The first one he failed. The loss that never really left him, no matter how far he ran.

"And now Sylvera's gone too," he said quietly. "Because I needed her to be strong enough to survive being near me."

The guilt hit him fully then. Heavy. Crushing. Enough to make his whole body shake. He had brought Sylvera into this cursed world. He had promised her guidance. Protection.

And instead, he had handed her over to the same fate that had taken Lyria.

For a moment, the grief was so thick he couldn't see past it.

What was the point of getting up again?

The thought stayed longer than it should have.

Long enough to scare him.

Lorian took a slow breath.

Then another.

"No," he muttered.

He clenched his fists until his nails dug into his palms.
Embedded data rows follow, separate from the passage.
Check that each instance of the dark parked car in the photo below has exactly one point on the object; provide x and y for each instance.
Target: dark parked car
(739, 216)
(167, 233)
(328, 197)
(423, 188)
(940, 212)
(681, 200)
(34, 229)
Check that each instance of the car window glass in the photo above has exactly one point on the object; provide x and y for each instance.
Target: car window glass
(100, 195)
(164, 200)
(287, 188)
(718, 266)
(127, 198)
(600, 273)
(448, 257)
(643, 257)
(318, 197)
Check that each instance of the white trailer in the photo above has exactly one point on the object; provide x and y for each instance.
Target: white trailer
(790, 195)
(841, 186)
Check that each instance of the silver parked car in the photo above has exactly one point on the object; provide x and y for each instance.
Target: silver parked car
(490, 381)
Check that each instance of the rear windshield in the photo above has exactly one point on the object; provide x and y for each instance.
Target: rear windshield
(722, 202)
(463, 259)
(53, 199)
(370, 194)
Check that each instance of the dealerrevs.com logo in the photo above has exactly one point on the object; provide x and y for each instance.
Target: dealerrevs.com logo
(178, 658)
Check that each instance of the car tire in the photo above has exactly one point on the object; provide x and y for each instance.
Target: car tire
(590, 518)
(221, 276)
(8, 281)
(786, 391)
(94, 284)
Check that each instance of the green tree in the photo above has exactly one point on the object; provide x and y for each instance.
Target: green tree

"No," he said again. "Not like this."

He forced himself to stand up but His legs shook right away, pain shooting through his body, but he stayed upright. Anger kept him standing when his strength couldn't. He turned toward the forest, toward the place where the creature had disappeared with Sylvera.

"I have to find her," he said aloud. "I will find her."
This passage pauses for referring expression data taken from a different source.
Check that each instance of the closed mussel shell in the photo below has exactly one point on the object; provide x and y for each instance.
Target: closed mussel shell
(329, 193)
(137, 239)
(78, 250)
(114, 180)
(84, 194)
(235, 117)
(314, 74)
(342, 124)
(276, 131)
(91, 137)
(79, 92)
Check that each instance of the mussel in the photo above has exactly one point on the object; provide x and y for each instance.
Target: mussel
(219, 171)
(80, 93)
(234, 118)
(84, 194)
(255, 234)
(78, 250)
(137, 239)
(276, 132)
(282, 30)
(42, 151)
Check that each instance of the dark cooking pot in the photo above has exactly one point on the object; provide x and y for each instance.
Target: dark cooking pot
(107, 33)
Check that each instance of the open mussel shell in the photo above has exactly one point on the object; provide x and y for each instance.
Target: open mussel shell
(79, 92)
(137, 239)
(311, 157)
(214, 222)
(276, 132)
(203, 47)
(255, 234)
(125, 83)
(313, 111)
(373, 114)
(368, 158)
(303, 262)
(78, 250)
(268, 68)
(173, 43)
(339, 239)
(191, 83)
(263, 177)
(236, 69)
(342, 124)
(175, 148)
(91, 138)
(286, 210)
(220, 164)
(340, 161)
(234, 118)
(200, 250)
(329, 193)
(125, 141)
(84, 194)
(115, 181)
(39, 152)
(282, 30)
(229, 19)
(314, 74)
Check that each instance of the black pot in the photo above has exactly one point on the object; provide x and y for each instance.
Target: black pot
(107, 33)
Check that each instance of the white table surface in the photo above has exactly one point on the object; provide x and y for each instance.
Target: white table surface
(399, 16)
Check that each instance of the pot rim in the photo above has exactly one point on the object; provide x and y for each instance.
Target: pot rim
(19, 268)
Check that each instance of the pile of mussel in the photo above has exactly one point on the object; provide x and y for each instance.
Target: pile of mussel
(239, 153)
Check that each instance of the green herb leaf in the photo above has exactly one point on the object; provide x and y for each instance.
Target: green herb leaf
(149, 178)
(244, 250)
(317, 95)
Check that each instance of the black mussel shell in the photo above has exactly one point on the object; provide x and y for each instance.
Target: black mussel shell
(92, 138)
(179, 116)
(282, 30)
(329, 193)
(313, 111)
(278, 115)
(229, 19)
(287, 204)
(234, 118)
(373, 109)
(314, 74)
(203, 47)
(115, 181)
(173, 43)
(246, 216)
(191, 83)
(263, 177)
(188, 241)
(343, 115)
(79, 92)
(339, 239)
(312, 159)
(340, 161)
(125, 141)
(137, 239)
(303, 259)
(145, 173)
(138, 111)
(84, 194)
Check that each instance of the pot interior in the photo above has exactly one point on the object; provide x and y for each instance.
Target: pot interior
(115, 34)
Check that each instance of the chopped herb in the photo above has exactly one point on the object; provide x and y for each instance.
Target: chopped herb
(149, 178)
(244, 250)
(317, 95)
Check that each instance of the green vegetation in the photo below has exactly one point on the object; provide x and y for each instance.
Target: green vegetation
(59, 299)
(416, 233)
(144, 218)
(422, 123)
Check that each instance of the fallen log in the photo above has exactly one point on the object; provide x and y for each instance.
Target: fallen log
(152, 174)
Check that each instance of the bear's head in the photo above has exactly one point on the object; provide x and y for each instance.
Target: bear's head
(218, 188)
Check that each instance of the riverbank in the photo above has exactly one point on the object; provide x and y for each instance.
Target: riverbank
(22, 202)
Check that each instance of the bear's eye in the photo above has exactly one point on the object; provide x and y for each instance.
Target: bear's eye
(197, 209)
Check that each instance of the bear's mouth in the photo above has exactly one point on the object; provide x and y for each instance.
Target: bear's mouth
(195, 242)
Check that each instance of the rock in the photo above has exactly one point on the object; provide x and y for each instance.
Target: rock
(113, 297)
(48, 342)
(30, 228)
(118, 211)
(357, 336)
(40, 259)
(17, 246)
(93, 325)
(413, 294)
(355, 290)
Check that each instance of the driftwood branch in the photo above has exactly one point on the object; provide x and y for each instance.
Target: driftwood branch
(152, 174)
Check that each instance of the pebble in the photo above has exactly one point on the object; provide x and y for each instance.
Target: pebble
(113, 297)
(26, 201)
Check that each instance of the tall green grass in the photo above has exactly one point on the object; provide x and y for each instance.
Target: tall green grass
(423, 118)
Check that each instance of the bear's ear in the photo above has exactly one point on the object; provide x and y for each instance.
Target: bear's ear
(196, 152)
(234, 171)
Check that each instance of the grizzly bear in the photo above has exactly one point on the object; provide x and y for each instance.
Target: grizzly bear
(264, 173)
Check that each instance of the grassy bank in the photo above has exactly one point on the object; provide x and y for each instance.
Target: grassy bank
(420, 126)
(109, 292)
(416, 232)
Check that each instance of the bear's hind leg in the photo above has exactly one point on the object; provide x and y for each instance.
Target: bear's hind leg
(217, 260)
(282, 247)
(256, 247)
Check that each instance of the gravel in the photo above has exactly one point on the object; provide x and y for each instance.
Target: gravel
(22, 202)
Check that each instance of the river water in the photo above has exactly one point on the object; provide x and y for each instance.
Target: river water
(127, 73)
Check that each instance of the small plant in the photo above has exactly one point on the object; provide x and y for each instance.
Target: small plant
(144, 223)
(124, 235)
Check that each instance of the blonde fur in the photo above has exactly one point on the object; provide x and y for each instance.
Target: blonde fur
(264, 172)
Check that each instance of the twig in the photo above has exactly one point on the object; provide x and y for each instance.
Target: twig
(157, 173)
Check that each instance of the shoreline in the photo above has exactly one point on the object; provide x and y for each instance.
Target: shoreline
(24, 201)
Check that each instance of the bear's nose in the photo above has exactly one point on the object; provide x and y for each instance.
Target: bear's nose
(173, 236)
The words sounded thin at first. Then steadier.

"I don't care what it takes," he continued. "I don't care how deep into the dark I have to go."

His jaw tightened.

"I'm not stopping."

He took a step forward.

"She trusted me," he thought to himself. "And I failed her. But this isn't over."

He looked up at the sky. The clouds were dark and heavy. Every mistake he'd ever made seemed to sit on his chest, but he kept his eyes there.

Not for himself.

Not just for Lyria.

But for Sylvera.

"She's not gone not yet," he whispered. "I'll bring her back no matter how."

The wind moved through the trees, low and restless. Lorian turned his back on the clearing and started walking. He limped at first, then slowly pushed through it.

He didn't know where they had taken.

But he would find her.

And nothing would stop him.

Far away, hidden beneath layers of illusion.

Arther stopped walking and turned his gaze out a narrow window carved into the stone. Sunlight poured in, illuminating the serene valley, but the glint in Arther's eyes said he saw nothing peaceful.

"Lorian will come looking," Arther said. "He always does. That beast cannot help but dig through graves looking for what he's lost."

The attendant remained silent.

Arther turned to a guard stationed by a side corridor. "Have the old palace been emptied completely?"

"Yes, my king," the soldier said with a bow. "We left nothing. Every scroll, every trace of magic, every item that could link us to that place gone. Even the bloodstains have been cleansed."

"Good," Arther muttered. "He'll go there first. Let him waste time among the ruins."

"And the girl?" the robed person asked.

Arther paused.

"She's not ready yet," he said quietly. "But she will be. In time, she'll understand everything."

Sylvera slept behind a closed door.

"She's waking sooner than expected," a mage said quietly.

Arther smiled faintly.

As they walked away down the long corridor, the sounds of the valley wind faded behind thick stone walls. Outside, the castle remained cloaked, its edges blurred like a mirage. No road led to its gates. No traveler could see its walls. Even the birds seemed to avoid it.

It was a fortress not meant to be found.

But Lorian was coming.

By the time Lorian reached the foothills, it got darker as the night has fallen. Lightning flashed across the sky, briefly lighting up the palace ahead.

He slowed.

Something felt wrong.

A voice brushed his thoughts.

Lorian.

He turned and whatever he was been seeing vanished as a hand snapped around his throat.

"You should've listened," Arther said, and then everything went dark.